Chen Pei, Wu Xiufeng, Gu Xu, Han Juan, Xue Min, Liang Xiaofang
National Aquafeed Safety Assessment Center, Institute of Feed Research, Chinese Academy of Agricultural Sciences, Beijing 100081, China.
Institute of Food and Nutrition Development, Ministry of Agriculture and Rural Affairs, Beijing 100081, China.
Gen Comp Endocrinol. 2021 Sep 1;310:113811. doi: 10.1016/j.ygcen.2021.113811. Epub 2021 May 9.

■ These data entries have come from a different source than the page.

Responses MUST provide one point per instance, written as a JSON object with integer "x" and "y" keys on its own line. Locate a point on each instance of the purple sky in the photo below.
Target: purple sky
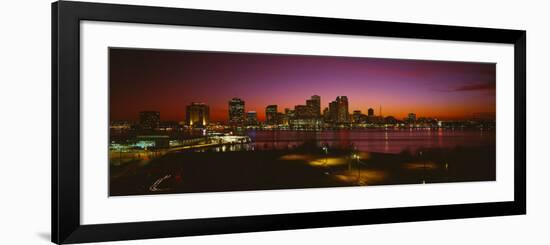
{"x": 167, "y": 81}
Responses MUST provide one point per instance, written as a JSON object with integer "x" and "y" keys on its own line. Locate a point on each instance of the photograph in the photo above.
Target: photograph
{"x": 195, "y": 121}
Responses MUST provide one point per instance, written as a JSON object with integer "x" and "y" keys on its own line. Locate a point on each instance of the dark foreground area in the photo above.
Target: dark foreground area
{"x": 191, "y": 172}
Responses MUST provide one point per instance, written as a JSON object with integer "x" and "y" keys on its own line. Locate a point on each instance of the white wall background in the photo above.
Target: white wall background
{"x": 25, "y": 121}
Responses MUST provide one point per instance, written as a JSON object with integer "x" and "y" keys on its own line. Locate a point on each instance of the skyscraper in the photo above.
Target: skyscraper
{"x": 315, "y": 105}
{"x": 333, "y": 111}
{"x": 149, "y": 120}
{"x": 357, "y": 116}
{"x": 343, "y": 113}
{"x": 370, "y": 112}
{"x": 236, "y": 112}
{"x": 271, "y": 114}
{"x": 197, "y": 114}
{"x": 411, "y": 118}
{"x": 251, "y": 118}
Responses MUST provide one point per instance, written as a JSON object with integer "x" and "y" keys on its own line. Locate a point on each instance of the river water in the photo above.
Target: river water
{"x": 370, "y": 140}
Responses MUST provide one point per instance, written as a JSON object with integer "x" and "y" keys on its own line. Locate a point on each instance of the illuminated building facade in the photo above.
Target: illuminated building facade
{"x": 197, "y": 115}
{"x": 149, "y": 120}
{"x": 236, "y": 112}
{"x": 271, "y": 115}
{"x": 251, "y": 118}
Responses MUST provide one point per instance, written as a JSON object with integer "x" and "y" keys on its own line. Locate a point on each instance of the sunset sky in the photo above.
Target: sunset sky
{"x": 167, "y": 81}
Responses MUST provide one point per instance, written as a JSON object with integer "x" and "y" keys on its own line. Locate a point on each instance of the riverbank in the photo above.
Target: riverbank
{"x": 191, "y": 172}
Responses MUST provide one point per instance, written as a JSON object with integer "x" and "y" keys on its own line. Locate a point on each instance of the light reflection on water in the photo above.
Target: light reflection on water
{"x": 369, "y": 140}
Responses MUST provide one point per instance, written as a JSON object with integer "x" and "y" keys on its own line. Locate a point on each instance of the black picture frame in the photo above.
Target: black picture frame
{"x": 66, "y": 18}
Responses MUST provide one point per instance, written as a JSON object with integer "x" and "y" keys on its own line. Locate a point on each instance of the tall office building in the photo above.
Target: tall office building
{"x": 343, "y": 113}
{"x": 251, "y": 118}
{"x": 411, "y": 118}
{"x": 370, "y": 112}
{"x": 236, "y": 112}
{"x": 357, "y": 116}
{"x": 333, "y": 111}
{"x": 315, "y": 105}
{"x": 197, "y": 114}
{"x": 149, "y": 120}
{"x": 271, "y": 114}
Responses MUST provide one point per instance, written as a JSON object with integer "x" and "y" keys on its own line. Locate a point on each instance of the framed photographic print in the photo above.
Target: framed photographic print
{"x": 176, "y": 122}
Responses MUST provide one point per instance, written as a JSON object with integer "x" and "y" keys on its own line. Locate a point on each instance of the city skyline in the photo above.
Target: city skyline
{"x": 446, "y": 90}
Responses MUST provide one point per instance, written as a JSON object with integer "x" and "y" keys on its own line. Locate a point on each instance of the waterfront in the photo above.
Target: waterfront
{"x": 310, "y": 159}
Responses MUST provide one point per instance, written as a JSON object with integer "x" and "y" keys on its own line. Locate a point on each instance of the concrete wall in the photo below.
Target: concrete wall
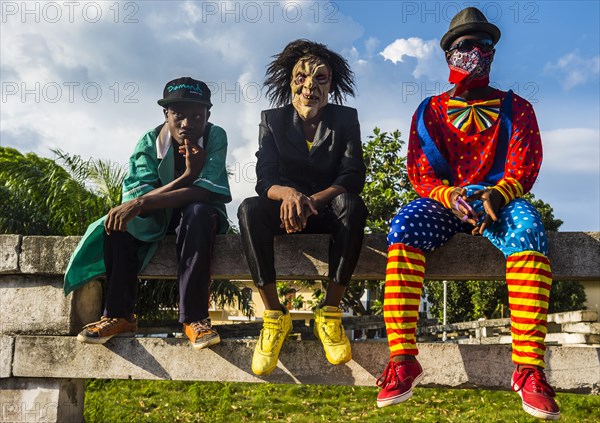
{"x": 592, "y": 293}
{"x": 42, "y": 366}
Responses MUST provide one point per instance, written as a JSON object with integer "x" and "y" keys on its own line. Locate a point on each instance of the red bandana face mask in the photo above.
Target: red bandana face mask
{"x": 470, "y": 69}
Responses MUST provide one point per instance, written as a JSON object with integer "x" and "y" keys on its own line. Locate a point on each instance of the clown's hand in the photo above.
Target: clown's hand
{"x": 492, "y": 201}
{"x": 460, "y": 207}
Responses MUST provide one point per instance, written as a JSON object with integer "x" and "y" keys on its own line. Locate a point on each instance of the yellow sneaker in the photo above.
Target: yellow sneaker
{"x": 329, "y": 329}
{"x": 276, "y": 326}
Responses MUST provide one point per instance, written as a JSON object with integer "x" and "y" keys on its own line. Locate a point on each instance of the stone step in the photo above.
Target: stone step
{"x": 592, "y": 328}
{"x": 450, "y": 365}
{"x": 574, "y": 316}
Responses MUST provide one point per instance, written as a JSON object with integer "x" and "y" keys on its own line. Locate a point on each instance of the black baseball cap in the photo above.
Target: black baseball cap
{"x": 185, "y": 90}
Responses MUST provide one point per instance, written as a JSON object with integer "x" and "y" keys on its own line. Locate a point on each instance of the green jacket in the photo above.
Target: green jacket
{"x": 147, "y": 172}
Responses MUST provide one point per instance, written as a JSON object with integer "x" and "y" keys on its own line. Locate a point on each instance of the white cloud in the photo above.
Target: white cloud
{"x": 572, "y": 150}
{"x": 430, "y": 60}
{"x": 572, "y": 69}
{"x": 220, "y": 42}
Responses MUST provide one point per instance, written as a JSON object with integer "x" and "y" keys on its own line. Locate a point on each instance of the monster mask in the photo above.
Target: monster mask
{"x": 310, "y": 84}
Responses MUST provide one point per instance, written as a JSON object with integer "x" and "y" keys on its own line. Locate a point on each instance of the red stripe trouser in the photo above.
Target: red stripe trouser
{"x": 529, "y": 279}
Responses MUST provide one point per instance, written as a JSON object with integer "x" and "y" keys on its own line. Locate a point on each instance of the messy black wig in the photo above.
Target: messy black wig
{"x": 279, "y": 72}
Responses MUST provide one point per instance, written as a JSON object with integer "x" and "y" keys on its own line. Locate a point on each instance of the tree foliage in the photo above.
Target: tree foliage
{"x": 387, "y": 187}
{"x": 41, "y": 197}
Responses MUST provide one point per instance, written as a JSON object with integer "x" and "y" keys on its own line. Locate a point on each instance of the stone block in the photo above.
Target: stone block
{"x": 574, "y": 316}
{"x": 591, "y": 328}
{"x": 451, "y": 365}
{"x": 574, "y": 256}
{"x": 47, "y": 255}
{"x": 37, "y": 304}
{"x": 9, "y": 253}
{"x": 41, "y": 400}
{"x": 7, "y": 346}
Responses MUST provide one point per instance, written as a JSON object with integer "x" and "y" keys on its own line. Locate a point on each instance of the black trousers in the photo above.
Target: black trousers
{"x": 344, "y": 218}
{"x": 195, "y": 227}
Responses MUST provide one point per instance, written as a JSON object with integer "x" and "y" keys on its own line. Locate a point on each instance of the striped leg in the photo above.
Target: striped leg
{"x": 403, "y": 286}
{"x": 529, "y": 280}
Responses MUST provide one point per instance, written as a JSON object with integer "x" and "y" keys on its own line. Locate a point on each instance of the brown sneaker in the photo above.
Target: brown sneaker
{"x": 201, "y": 334}
{"x": 101, "y": 331}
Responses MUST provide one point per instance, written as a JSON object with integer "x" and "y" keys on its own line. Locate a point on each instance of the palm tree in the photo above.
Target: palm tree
{"x": 40, "y": 196}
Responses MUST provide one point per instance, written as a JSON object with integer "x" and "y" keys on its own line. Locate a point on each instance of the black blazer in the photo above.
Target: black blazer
{"x": 335, "y": 158}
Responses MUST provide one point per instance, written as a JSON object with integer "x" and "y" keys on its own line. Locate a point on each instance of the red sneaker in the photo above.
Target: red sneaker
{"x": 397, "y": 382}
{"x": 536, "y": 393}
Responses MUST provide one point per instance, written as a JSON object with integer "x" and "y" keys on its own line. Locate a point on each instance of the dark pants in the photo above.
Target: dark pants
{"x": 344, "y": 218}
{"x": 195, "y": 228}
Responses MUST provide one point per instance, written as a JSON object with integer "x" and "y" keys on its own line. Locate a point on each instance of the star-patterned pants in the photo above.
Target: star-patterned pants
{"x": 426, "y": 224}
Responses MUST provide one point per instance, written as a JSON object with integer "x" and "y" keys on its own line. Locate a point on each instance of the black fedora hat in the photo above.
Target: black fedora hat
{"x": 185, "y": 90}
{"x": 467, "y": 21}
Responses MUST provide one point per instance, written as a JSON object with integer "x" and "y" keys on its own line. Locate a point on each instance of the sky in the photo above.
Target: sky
{"x": 85, "y": 76}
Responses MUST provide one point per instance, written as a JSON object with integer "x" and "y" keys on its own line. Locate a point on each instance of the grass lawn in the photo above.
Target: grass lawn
{"x": 169, "y": 401}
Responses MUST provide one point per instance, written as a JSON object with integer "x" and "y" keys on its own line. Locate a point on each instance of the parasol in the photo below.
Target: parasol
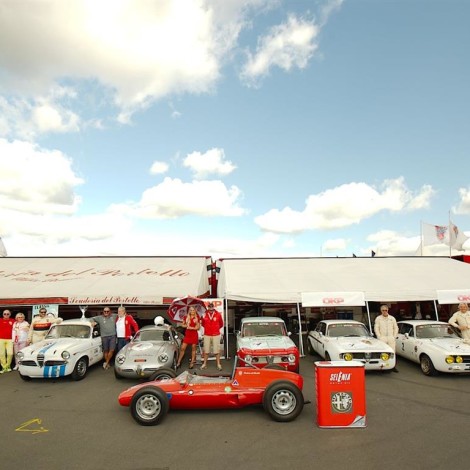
{"x": 179, "y": 307}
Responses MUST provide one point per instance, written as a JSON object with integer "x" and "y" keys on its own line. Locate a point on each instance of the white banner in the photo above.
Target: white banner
{"x": 453, "y": 296}
{"x": 332, "y": 299}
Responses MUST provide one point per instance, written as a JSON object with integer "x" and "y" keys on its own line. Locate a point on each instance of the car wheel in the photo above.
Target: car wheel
{"x": 80, "y": 369}
{"x": 149, "y": 406}
{"x": 163, "y": 373}
{"x": 283, "y": 401}
{"x": 427, "y": 366}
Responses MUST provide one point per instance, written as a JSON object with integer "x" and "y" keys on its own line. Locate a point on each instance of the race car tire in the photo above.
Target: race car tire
{"x": 163, "y": 373}
{"x": 283, "y": 401}
{"x": 80, "y": 369}
{"x": 427, "y": 367}
{"x": 149, "y": 406}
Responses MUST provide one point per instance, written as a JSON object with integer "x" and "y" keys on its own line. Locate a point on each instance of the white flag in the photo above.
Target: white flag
{"x": 457, "y": 237}
{"x": 3, "y": 251}
{"x": 435, "y": 234}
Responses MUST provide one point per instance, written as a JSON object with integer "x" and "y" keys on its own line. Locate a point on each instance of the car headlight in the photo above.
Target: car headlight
{"x": 163, "y": 357}
{"x": 120, "y": 359}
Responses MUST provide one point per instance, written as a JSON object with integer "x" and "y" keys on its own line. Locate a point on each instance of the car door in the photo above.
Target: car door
{"x": 406, "y": 340}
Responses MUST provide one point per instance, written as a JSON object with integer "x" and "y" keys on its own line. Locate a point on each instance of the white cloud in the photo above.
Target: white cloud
{"x": 286, "y": 46}
{"x": 211, "y": 162}
{"x": 35, "y": 180}
{"x": 345, "y": 205}
{"x": 158, "y": 168}
{"x": 173, "y": 198}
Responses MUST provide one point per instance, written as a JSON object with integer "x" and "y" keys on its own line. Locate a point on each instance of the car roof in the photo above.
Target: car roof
{"x": 261, "y": 319}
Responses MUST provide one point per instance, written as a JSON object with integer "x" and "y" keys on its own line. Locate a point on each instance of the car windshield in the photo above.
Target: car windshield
{"x": 264, "y": 329}
{"x": 347, "y": 329}
{"x": 69, "y": 331}
{"x": 153, "y": 335}
{"x": 435, "y": 331}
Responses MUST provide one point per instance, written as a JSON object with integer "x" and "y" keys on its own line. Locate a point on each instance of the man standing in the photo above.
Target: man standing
{"x": 107, "y": 323}
{"x": 6, "y": 343}
{"x": 126, "y": 326}
{"x": 461, "y": 320}
{"x": 212, "y": 322}
{"x": 386, "y": 328}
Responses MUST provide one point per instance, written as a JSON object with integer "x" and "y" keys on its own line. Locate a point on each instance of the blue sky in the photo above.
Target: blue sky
{"x": 232, "y": 129}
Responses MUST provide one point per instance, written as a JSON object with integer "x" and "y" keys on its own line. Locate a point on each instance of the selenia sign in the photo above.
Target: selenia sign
{"x": 332, "y": 299}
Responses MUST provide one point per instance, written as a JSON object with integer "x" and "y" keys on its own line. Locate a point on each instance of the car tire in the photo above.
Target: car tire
{"x": 149, "y": 406}
{"x": 80, "y": 369}
{"x": 163, "y": 373}
{"x": 427, "y": 367}
{"x": 26, "y": 378}
{"x": 283, "y": 401}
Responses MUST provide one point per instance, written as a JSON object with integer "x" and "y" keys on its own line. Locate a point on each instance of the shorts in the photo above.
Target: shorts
{"x": 212, "y": 342}
{"x": 109, "y": 343}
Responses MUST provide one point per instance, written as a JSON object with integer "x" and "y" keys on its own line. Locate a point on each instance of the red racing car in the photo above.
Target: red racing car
{"x": 279, "y": 391}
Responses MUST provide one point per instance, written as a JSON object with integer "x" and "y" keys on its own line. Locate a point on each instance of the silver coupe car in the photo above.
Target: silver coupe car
{"x": 152, "y": 348}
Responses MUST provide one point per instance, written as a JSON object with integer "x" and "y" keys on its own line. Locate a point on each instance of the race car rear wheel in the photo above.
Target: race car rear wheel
{"x": 149, "y": 406}
{"x": 163, "y": 373}
{"x": 427, "y": 366}
{"x": 80, "y": 369}
{"x": 283, "y": 401}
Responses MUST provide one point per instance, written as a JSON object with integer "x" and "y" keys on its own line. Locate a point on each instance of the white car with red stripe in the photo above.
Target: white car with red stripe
{"x": 68, "y": 349}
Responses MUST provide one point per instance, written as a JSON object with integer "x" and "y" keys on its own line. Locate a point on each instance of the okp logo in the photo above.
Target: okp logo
{"x": 340, "y": 377}
{"x": 333, "y": 300}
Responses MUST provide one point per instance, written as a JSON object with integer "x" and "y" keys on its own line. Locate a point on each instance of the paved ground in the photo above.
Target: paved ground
{"x": 413, "y": 422}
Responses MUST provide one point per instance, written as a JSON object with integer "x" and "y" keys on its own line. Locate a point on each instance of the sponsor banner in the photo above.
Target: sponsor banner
{"x": 332, "y": 299}
{"x": 453, "y": 296}
{"x": 115, "y": 299}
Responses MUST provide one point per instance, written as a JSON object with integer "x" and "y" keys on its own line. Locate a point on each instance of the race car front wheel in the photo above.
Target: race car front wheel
{"x": 283, "y": 401}
{"x": 149, "y": 406}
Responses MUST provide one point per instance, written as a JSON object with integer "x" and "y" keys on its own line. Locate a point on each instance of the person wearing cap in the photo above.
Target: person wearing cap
{"x": 461, "y": 320}
{"x": 6, "y": 344}
{"x": 212, "y": 322}
{"x": 386, "y": 328}
{"x": 40, "y": 325}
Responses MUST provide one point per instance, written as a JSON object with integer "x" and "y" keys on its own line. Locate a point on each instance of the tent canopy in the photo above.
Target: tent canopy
{"x": 99, "y": 280}
{"x": 284, "y": 280}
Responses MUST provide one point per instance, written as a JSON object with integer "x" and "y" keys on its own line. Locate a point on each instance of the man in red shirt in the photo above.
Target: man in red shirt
{"x": 6, "y": 342}
{"x": 212, "y": 322}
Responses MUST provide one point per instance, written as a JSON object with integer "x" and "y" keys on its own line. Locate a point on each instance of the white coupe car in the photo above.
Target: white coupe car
{"x": 434, "y": 345}
{"x": 348, "y": 340}
{"x": 69, "y": 348}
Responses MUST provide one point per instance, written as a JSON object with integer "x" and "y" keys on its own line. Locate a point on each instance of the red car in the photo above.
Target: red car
{"x": 279, "y": 391}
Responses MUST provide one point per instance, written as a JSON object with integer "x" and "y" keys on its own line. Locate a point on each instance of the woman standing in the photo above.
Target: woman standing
{"x": 192, "y": 324}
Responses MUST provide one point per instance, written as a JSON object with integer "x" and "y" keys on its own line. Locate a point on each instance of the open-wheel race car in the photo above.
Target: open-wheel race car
{"x": 279, "y": 391}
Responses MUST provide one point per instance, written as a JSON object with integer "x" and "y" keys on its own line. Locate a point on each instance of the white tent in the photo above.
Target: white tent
{"x": 284, "y": 280}
{"x": 102, "y": 280}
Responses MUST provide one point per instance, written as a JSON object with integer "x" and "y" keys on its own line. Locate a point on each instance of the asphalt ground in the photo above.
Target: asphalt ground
{"x": 413, "y": 422}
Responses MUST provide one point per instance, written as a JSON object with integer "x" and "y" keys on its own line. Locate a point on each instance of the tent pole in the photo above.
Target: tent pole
{"x": 368, "y": 317}
{"x": 301, "y": 341}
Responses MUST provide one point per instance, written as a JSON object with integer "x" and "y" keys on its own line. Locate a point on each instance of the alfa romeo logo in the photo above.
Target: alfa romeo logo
{"x": 341, "y": 402}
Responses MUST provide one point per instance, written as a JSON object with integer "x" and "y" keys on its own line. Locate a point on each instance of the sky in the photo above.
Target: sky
{"x": 254, "y": 128}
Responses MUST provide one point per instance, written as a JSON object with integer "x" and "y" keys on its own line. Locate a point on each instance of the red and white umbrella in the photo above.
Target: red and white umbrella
{"x": 180, "y": 306}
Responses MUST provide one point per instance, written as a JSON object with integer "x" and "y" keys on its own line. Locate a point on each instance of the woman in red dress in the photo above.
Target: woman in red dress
{"x": 192, "y": 324}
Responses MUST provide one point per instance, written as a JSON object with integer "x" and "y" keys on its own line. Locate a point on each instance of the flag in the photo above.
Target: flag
{"x": 434, "y": 234}
{"x": 3, "y": 251}
{"x": 457, "y": 237}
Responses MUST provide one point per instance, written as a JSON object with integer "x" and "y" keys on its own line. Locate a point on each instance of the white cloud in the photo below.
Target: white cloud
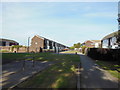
{"x": 102, "y": 14}
{"x": 59, "y": 0}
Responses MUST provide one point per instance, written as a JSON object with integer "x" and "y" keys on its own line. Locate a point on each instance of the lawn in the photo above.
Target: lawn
{"x": 59, "y": 75}
{"x": 9, "y": 57}
{"x": 72, "y": 52}
{"x": 111, "y": 67}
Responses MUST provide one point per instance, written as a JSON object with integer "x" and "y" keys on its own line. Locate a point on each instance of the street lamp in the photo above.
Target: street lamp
{"x": 28, "y": 43}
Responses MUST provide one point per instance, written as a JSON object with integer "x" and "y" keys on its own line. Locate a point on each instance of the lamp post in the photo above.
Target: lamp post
{"x": 28, "y": 43}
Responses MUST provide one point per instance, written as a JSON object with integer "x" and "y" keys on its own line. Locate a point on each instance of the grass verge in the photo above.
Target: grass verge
{"x": 59, "y": 75}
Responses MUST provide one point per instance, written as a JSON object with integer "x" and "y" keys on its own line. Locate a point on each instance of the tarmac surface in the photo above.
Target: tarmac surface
{"x": 92, "y": 76}
{"x": 16, "y": 72}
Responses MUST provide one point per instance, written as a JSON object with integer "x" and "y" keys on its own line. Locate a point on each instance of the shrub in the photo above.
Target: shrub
{"x": 4, "y": 51}
{"x": 83, "y": 49}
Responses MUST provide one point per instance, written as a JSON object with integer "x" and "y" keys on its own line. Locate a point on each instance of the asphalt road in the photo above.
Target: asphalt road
{"x": 92, "y": 76}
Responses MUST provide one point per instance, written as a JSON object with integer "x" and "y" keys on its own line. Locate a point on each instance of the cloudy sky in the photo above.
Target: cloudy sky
{"x": 64, "y": 22}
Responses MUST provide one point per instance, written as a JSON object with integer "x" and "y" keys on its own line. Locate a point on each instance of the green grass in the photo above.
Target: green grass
{"x": 9, "y": 57}
{"x": 73, "y": 51}
{"x": 59, "y": 75}
{"x": 111, "y": 67}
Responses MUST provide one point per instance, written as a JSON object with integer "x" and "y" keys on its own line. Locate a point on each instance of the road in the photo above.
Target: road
{"x": 92, "y": 76}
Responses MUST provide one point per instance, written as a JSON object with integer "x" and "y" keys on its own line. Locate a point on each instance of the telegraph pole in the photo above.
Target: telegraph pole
{"x": 28, "y": 43}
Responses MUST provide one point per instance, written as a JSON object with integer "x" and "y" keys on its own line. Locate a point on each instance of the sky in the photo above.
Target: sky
{"x": 63, "y": 22}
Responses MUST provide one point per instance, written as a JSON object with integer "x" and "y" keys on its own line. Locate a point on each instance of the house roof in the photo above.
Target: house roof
{"x": 94, "y": 41}
{"x": 1, "y": 39}
{"x": 49, "y": 40}
{"x": 110, "y": 35}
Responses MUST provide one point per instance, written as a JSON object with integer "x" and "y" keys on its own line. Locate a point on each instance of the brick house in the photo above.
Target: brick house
{"x": 92, "y": 43}
{"x": 38, "y": 44}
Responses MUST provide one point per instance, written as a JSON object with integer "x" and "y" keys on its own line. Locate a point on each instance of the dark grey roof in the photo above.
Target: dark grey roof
{"x": 110, "y": 35}
{"x": 1, "y": 39}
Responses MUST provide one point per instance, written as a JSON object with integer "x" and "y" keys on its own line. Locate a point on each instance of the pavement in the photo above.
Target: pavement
{"x": 92, "y": 76}
{"x": 14, "y": 73}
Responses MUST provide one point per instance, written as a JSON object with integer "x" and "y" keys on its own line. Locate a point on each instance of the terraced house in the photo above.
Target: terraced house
{"x": 39, "y": 44}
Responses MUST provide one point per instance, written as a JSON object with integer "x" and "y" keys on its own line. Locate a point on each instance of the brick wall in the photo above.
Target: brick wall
{"x": 36, "y": 44}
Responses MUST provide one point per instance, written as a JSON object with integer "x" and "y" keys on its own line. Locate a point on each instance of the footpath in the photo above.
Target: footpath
{"x": 92, "y": 76}
{"x": 14, "y": 73}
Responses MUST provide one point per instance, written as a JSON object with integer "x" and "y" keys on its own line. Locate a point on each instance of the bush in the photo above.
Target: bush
{"x": 4, "y": 51}
{"x": 83, "y": 49}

Forkhead box O1 (FoxO1), a nuclear transcription factor, plays an important role in insulin-mediated glucose metabolism. In this study, FoxO1 gene from largemouth bass (Micropterus salmoides) was cloned and characterized, and its effects on hepatic glucose metabolism regulated by insulin-AKT pathway were investigated in response to glucose or insulin-glucose injection. The full-length cDNA of FoxO1 consisted of 2541 bp and encoded 680 amino acids. Sequence alignments and phylogenetic analysis revealed that FoxO1 exhibited a high degree of conservation among teleost, retaining one forkhead domain, one transactivation domain, and three phosphorylation sites. FoxO1 mRNA was expressed in a wide range of tissues, and high in the brain and liver. Glucose loading resulted in persistent hyperglycemia, and plasma insulin levels remained unchanged except at 1 h. After the insulin-glucose injection, insulin levels were significantly elevated and glucose levels recovered to the basal value after 6 h, which indicated insufficient insulin secretion caused persistent hyperglycemia in this species. Compared with the glucose injection group, transcript levels and enzyme activities of hepatic glycolysis-related genes (GK and PK) were significantly activated, and gluconeogenesis-related genes (PEPCK and G6Pase) were significantly depressed at 3 h after the insulin-glucose injection. Besides, phosphorylation of AKT-FoxO1 pathway was significantly activated. Therefore, insulin improved glucose metabolism by activating the AKT-FoxO1 phosphorylation to decrease hyperglycemia stress after the meal, which indicated insufficient insulin secretion was the reason for glucose intolerance in largemouth bass. Meanwhile, conserved S267 and S329 phosphorylation sites of FoxO1 were confirmed to be regulated by AKT and mediated the glucose metabolism. In conclusion, activation of insulin-AKT-FoxO1 pathway improved glucose tolerance through mediating glucose metabolism in largemouth bass.
叉头框O1(FoxO1)是一种核转录因子,在胰岛素介导的葡萄糖代谢中发挥重要作用。在本研究中,克隆并鉴定了大口黑鲈(Micropterus salmoides)的FoxO1基因,并研究了其在葡萄糖或胰岛素-葡萄糖注射后对胰岛素-AKT途径调节的肝脏葡萄糖代谢的影响。FoxO1的全长cDNA由2541个碱基对组成,编码680个氨基酸。序列比对和系统发育分析表明,FoxO1在硬骨鱼中具有高度保守性,保留了一个叉头结构域、一个反式激活结构域和三个磷酸化位点。FoxO1 mRNA在多种组织中表达,在脑和肝脏中表达较高。葡萄糖负荷导致持续性高血糖,除1小时外血浆胰岛素水平保持不变。胰岛素-葡萄糖注射后,胰岛素水平显著升高,6小时后血糖水平恢复到基础值,这表明胰岛素分泌不足导致该物种持续性高血糖。与葡萄糖注射组相比,胰岛素-葡萄糖注射后3小时,肝脏糖酵解相关基因(GK和PK)的转录水平和酶活性显著激活,糖异生相关基因(PEPCK和G6Pase)显著下调。此外,AKT-FoxO1途径的磷酸化显著激活。因此,胰岛素通过激活AKT-FoxO1磷酸化改善葡萄糖代谢,以减轻餐后高血糖应激,这表明胰岛素分泌不足是大口黑鲈葡萄糖不耐受的原因。同时,证实FoxO1保守的S267和S329磷酸化位点受AKT调节并介导葡萄糖代谢。总之,胰岛素-AKT-FoxO1途径的激活通过介导大口黑鲈的葡萄糖代谢改善了葡萄糖耐受性。